第17話「エルフィン」

「ううっ……」


 ぱしゃり。そんな音を上げながら起き上がるとどうやら全身が水浸しになっていた。

 腰にはしっかりと剣がくくりつけられているが、何故だか全身が痛い。


「ここは……」


 確か俺は……マリオさんから貰った銃を届けるために電車に乗っていた。それから、それから橋の上辺りで黒い大量の何かで急に襲撃されて。


「落っこちたって、訳か」


 辺りを見回すと、アマゾンとまでは行かないまでも相当な量の木々が天高く伸びていて。幾重にも重なる葉っぱが太陽光を半分以上隠している。

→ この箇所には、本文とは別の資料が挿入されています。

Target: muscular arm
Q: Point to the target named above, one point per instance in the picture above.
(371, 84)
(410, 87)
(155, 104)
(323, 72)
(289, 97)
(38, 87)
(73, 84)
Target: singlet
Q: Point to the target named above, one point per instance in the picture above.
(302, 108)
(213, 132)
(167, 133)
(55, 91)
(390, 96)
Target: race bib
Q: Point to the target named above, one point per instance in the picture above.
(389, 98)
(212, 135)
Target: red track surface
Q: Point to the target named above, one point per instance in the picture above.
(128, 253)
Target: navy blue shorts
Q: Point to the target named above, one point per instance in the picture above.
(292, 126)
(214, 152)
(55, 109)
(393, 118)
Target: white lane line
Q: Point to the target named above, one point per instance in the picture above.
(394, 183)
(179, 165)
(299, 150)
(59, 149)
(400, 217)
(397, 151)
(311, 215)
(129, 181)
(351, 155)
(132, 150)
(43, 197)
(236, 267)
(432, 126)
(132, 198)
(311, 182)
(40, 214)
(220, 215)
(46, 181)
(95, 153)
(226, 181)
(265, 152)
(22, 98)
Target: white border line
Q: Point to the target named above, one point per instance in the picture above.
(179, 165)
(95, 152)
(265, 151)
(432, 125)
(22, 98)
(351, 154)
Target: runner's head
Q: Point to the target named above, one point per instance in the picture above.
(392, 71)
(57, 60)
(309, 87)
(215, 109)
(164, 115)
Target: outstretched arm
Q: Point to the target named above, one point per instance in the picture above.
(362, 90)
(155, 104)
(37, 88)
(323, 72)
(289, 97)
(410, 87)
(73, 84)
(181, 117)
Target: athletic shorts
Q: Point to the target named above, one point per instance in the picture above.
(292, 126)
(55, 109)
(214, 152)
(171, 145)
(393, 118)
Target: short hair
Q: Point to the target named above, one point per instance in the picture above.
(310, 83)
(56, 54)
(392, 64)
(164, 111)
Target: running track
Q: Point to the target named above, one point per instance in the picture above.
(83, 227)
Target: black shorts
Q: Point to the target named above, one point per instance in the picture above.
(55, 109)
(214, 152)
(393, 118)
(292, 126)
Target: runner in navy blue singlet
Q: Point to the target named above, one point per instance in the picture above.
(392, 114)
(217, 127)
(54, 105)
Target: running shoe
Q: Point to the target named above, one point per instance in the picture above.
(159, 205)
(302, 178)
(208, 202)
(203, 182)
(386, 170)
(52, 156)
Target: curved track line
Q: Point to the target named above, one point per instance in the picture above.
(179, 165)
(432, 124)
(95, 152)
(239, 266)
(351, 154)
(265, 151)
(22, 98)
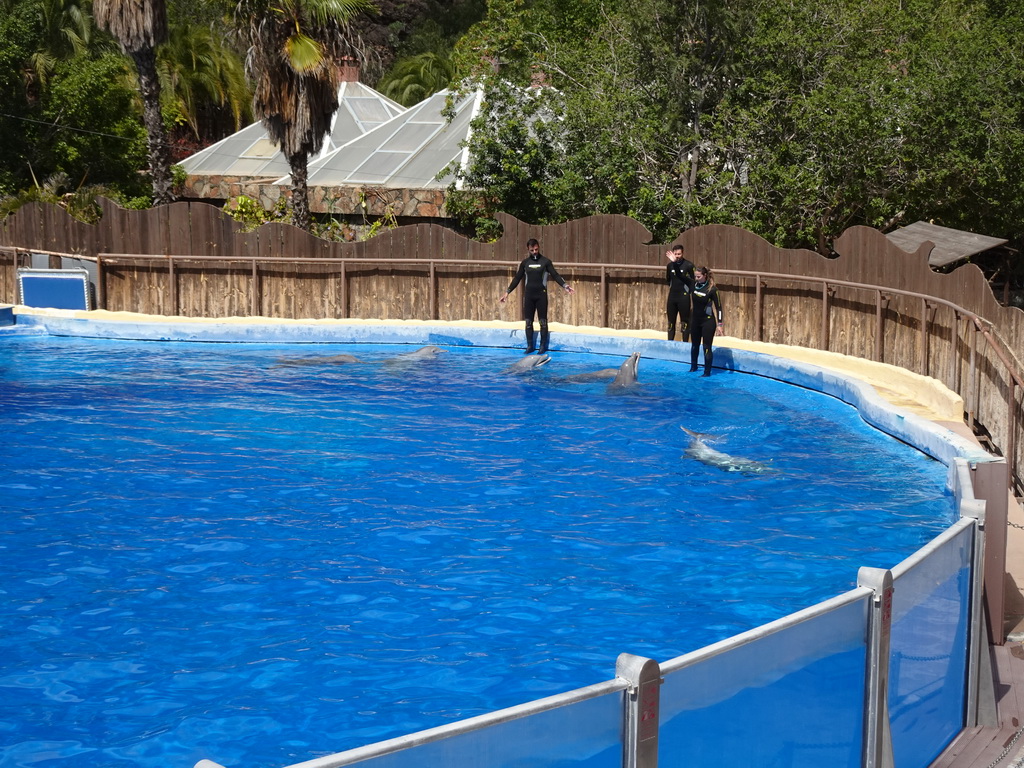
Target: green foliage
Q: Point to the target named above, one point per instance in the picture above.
(81, 203)
(18, 36)
(93, 133)
(416, 78)
(796, 121)
(292, 46)
(251, 215)
(200, 71)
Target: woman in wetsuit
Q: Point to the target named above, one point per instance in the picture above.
(679, 274)
(534, 271)
(706, 316)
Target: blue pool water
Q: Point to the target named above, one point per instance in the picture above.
(208, 554)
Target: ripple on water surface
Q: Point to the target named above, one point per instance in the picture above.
(208, 553)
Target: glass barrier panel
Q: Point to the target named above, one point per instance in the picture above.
(793, 697)
(928, 662)
(584, 734)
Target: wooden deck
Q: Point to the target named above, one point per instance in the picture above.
(992, 748)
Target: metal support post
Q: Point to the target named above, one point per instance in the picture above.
(980, 684)
(878, 735)
(642, 710)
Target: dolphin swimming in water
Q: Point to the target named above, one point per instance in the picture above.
(528, 364)
(423, 353)
(624, 376)
(333, 359)
(707, 455)
(627, 374)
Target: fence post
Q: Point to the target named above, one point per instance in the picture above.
(172, 286)
(604, 298)
(991, 482)
(100, 283)
(981, 709)
(642, 710)
(878, 736)
(880, 325)
(254, 302)
(825, 297)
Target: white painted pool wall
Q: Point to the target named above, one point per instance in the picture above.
(485, 740)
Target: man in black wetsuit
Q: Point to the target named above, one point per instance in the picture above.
(680, 276)
(536, 269)
(706, 317)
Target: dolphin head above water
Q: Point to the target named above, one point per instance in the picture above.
(627, 375)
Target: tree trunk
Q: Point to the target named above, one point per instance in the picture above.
(160, 157)
(300, 193)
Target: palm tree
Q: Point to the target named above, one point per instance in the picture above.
(197, 70)
(139, 26)
(294, 49)
(67, 32)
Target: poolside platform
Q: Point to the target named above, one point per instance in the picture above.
(994, 747)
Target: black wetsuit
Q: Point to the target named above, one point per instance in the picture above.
(705, 318)
(680, 276)
(534, 272)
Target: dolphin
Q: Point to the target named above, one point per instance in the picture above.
(528, 363)
(624, 376)
(707, 455)
(334, 359)
(423, 353)
(627, 374)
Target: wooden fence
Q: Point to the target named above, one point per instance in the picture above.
(873, 301)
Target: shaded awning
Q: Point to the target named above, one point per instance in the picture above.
(950, 245)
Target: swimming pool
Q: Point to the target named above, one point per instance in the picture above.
(212, 553)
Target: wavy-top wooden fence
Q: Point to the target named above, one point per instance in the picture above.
(873, 301)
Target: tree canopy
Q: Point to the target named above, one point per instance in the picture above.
(796, 121)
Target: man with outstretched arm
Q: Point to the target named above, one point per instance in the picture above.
(534, 273)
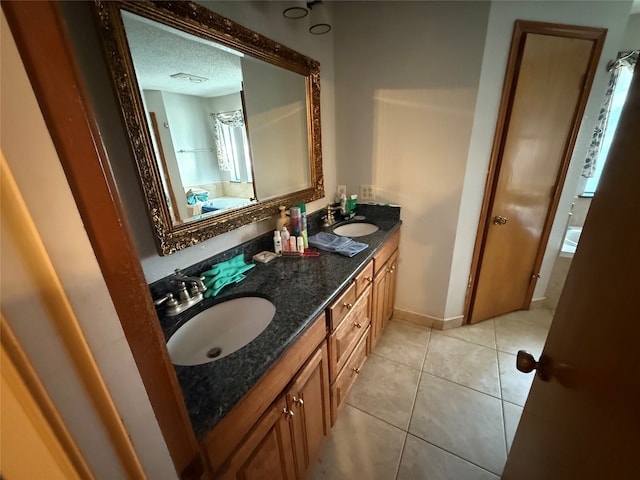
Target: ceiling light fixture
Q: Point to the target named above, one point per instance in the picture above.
(190, 77)
(315, 10)
(296, 10)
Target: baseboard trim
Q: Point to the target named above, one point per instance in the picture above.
(538, 303)
(427, 320)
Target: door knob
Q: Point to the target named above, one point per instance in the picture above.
(526, 363)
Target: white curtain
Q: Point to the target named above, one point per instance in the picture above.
(625, 60)
(226, 148)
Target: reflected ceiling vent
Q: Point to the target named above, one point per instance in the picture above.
(190, 77)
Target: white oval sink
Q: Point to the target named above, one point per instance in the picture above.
(220, 330)
(355, 229)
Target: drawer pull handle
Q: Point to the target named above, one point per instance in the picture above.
(288, 413)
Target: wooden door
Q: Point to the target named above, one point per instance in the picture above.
(541, 114)
(267, 452)
(308, 398)
(583, 422)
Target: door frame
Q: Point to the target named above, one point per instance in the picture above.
(521, 29)
(40, 35)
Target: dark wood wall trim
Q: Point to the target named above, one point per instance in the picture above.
(48, 58)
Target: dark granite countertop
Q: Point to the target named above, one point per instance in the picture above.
(300, 288)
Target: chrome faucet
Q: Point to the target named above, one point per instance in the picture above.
(329, 219)
(186, 298)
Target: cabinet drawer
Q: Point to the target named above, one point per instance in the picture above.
(342, 306)
(343, 383)
(382, 255)
(364, 279)
(344, 339)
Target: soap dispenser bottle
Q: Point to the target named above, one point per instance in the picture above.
(283, 220)
(277, 242)
(284, 237)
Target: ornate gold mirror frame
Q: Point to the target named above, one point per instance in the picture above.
(199, 21)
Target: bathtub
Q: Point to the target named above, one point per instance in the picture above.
(571, 239)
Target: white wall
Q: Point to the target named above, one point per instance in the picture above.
(31, 156)
(631, 40)
(407, 78)
(610, 15)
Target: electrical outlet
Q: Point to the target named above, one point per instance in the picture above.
(367, 193)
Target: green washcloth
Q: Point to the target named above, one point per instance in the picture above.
(225, 273)
(221, 283)
(232, 264)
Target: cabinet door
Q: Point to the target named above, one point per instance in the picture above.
(348, 375)
(378, 304)
(308, 398)
(267, 452)
(390, 289)
(346, 337)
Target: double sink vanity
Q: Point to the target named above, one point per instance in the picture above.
(271, 403)
(265, 365)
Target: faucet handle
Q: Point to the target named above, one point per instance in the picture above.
(183, 294)
(171, 302)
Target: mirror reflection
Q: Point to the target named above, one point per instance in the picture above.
(194, 99)
(224, 123)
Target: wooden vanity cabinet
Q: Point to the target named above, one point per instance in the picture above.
(349, 319)
(342, 385)
(278, 429)
(308, 399)
(383, 295)
(267, 452)
(289, 436)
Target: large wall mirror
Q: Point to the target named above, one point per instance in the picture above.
(224, 123)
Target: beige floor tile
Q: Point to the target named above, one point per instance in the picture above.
(540, 317)
(512, 414)
(404, 343)
(359, 446)
(423, 461)
(462, 362)
(515, 385)
(513, 334)
(460, 420)
(386, 390)
(482, 333)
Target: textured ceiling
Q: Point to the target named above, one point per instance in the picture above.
(159, 51)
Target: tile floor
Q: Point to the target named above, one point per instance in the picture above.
(436, 405)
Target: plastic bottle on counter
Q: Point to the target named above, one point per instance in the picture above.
(295, 221)
(303, 224)
(283, 219)
(277, 242)
(284, 237)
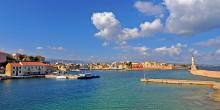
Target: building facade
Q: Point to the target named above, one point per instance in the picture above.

 つまり、俺は落ちただけじゃなくて、流されてもいたらしい。


「なぁミリ、この後どうす──」


 この意味不明な状況に呆れた俺はひとまずミリに声を掛けようとしたわけだが。

 その場にミリはいなかった。


 橋の上から電車ごと落ちて、ここにいないとなると。

 とても嫌な予感が過った。


「おいミリ! どこだ!」


 立ち上がり、大声を出した。

 ばしゃばしゃと、水を暴れさせその場から動こうとしたが、


「ありゃ」


 暫く立ってなかったからだろう、立ち眩みで背中からすっころんでしまった。

 大きな水しぶきが上がった。


「痛たた……」


 全身が痛かったってのにさらに、また腰にダメージが入ってしまった。俺は腰を押さえて、まるでお爺さんみたいな格好をする。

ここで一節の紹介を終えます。